La lenta demolición de Burberry
La conocida marca Burberry, de prendas de moda, anda de capa caída en el mercado español. Su trayectoria de los últimos años revela persistentes descensos, hasta el punto de que ha perdido casi el 85% de las ventas, que se dice pronto. La casa achaca los problemas a la consabida crisis, que como a todo hijo de vecino le afecta sobremanera. Pero lo cierto es que el declive obedece también a una serie de desafortunados y drásticos cambios que la casa madre londinense introdujo en su subsidiaria barcelonesa.
Burberry Spain se constituyó en 1965 en la Ciudad Condal, con una participación mayoritaria del consorcio británico y otra minoritaria de los conspicuos industriales textiles Eugenio Mora y José María Juncadella Burés. Siete años después, los del Reino Unido no veían claro el futuro político de nuestro país, en pleno ocaso del franquismo. En consecuencia, acordaron traspasar sus acciones a los socios locales e hicieron mutis por el foro. Poco tiempo después, Eugenio Mora Olivella, hijo de uno de los fundadores, se hizo con la mayoría del capital y empuñó la vara de mando.
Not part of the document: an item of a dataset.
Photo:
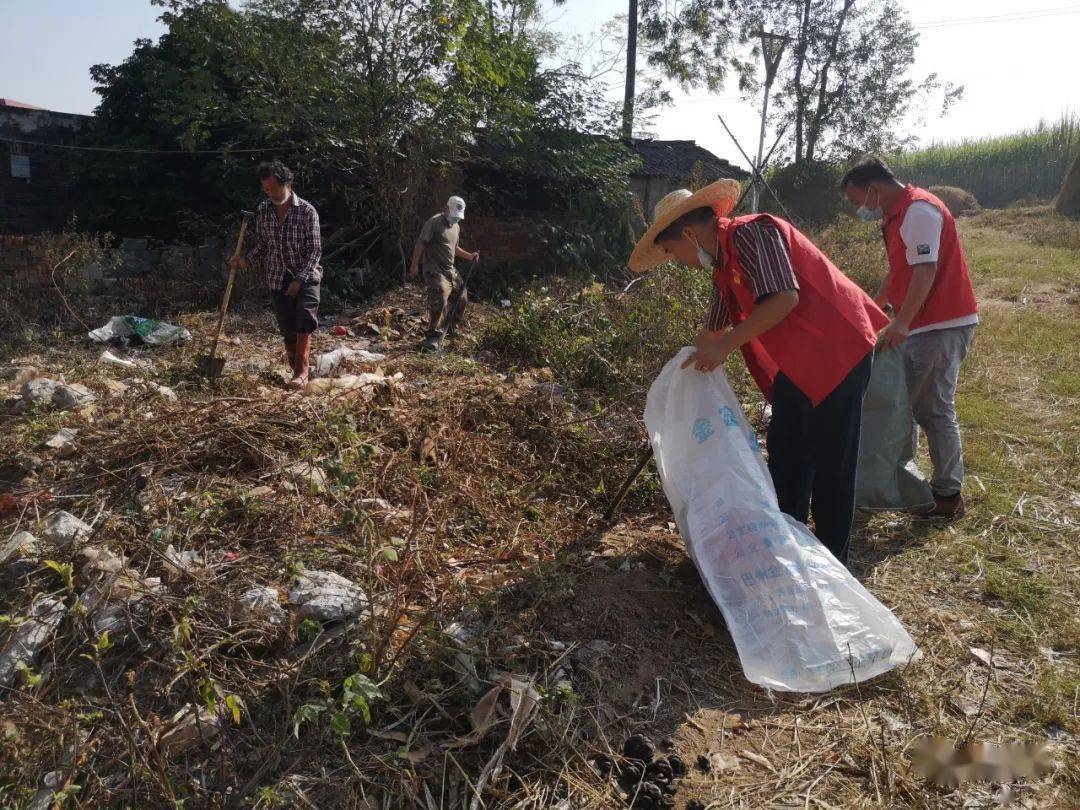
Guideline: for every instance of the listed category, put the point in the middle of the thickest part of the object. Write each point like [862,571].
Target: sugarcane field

A la sazón, las figuras más relevantes del textil catalán estaban encarnadas en los Bertrand, Buixó, Castell, Espona, Juncadella, Llaudet, Miró Sans, Montal, Muntadas, Riba Ortínez, Samaranch, Sanfeliu, Soldevila, Valls-Taberner, Viladomiu y otros muchos apellidos que dieron lustre a la hilatura y la tejeduría.
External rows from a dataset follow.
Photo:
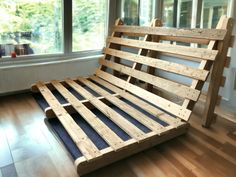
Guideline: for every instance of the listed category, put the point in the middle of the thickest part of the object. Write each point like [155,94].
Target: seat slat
[139,116]
[106,133]
[170,86]
[168,106]
[210,34]
[82,141]
[123,123]
[160,64]
[133,99]
[199,53]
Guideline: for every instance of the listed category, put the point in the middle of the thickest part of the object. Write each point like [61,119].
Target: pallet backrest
[133,54]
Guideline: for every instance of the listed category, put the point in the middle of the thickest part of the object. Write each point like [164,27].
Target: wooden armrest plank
[106,133]
[139,116]
[200,53]
[144,105]
[168,106]
[119,120]
[164,84]
[82,141]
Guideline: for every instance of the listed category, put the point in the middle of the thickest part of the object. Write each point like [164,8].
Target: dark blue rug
[62,134]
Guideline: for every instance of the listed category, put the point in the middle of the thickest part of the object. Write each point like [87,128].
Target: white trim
[50,62]
[42,59]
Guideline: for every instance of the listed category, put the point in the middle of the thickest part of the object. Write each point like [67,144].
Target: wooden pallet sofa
[118,104]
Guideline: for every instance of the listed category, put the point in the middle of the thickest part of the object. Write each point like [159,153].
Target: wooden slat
[185,39]
[173,38]
[168,106]
[110,45]
[139,116]
[123,123]
[82,141]
[139,102]
[106,133]
[50,114]
[210,34]
[200,53]
[144,52]
[170,86]
[160,64]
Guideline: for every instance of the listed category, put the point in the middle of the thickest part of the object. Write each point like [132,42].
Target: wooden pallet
[116,80]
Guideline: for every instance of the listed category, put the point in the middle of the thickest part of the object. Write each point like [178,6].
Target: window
[212,11]
[168,13]
[89,24]
[185,14]
[138,12]
[31,26]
Sus grupos respectivos eran los gigantes del momento. Alguien los denominó «catedrales del textil». Hoy no queda ni rastro de ellos. El liderazgo de las ventas ya no lo acapara el sector manufacturero, sino los transformadores y los tentaculares colosos comerciales del estilo de Inditex, Mango, Desigual, Pepe Jeans y Pronovias, por no citar sino unos botones de muestra.
Acuerdos aciagos
Bajo la dirección de Mora y su espléndido equipo humano, la entidad remontó cumbres de reputación nunca alcanzadas antes, hasta erigirse en la licenciataria más rentable de la marca. Ante tamaño éxito, el alto estado mayor de Burberry abrió los ojos y no paró hasta conseguir que Mora le cediera el negocio, justo en las boqueadas del viejo milenio. Pagó por él la formidable suma de 210 millones de euros contantes y sonantes.
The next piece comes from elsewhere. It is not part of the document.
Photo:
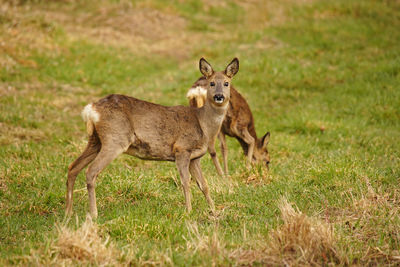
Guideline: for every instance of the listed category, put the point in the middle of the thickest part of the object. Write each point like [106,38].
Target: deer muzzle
[219,98]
Los primeros tiempos bajo égida foránea discurrieron sin sobresaltos. Pero a partir de 2008, la cúpula de Londres adoptó una serie de medidas que, como luego se comprobaría, revistieron efectos devastadores. Por ejemplo, la producción se trasvasó a remotos parajes asiáticos, se canceló la exitosa colección propia Thomas Burberry y se redujo drásticamente el número de puntos de venta. Por último, se clausuró la modernísima fábrica de la calle Bilbao de Barcelona, en la que Mora había invertido nada menos que 45 millones. El ajuste acarreó centenares de despidos.
Cuando los ingleses empuñaron el timón, Burberry Spain contaba con 800 empleados, giraba 200 millones de euros, ganaba 19 y embalsaba unos recursos propios de 85. Un elemental cotejo de esas magnitudes con las de la empresa actual evidencia fuera de toda duda el brutal proceso de «jibarización» que ha sufrido.
Baste señalar que en el último ejercicio las ventas se desplomaron de 50 a 31,4 millones y los resultados cayeron de 2,2 millones a solo uno. La plantilla volvió a adelgazar y pasó de 200 a 183 personas. Los fondos propios se limitan a 18 millones. Finalmente, la red comercial, que llegó a disponer de cientos de puntos de venta entre tiendas propias y multimarca, se circunscribe ahora a sendos establecimientos en paseo de Gràcia/Aragó y el aeropuerto de El Prat, cuatro outlets y 24 corners en El Corte Inglés y otros centros.
El tremendo desguace todavía no se da por concluido. La previsión para el presente año apunta a que el giro volverá a menguar y no se descartan más despidos.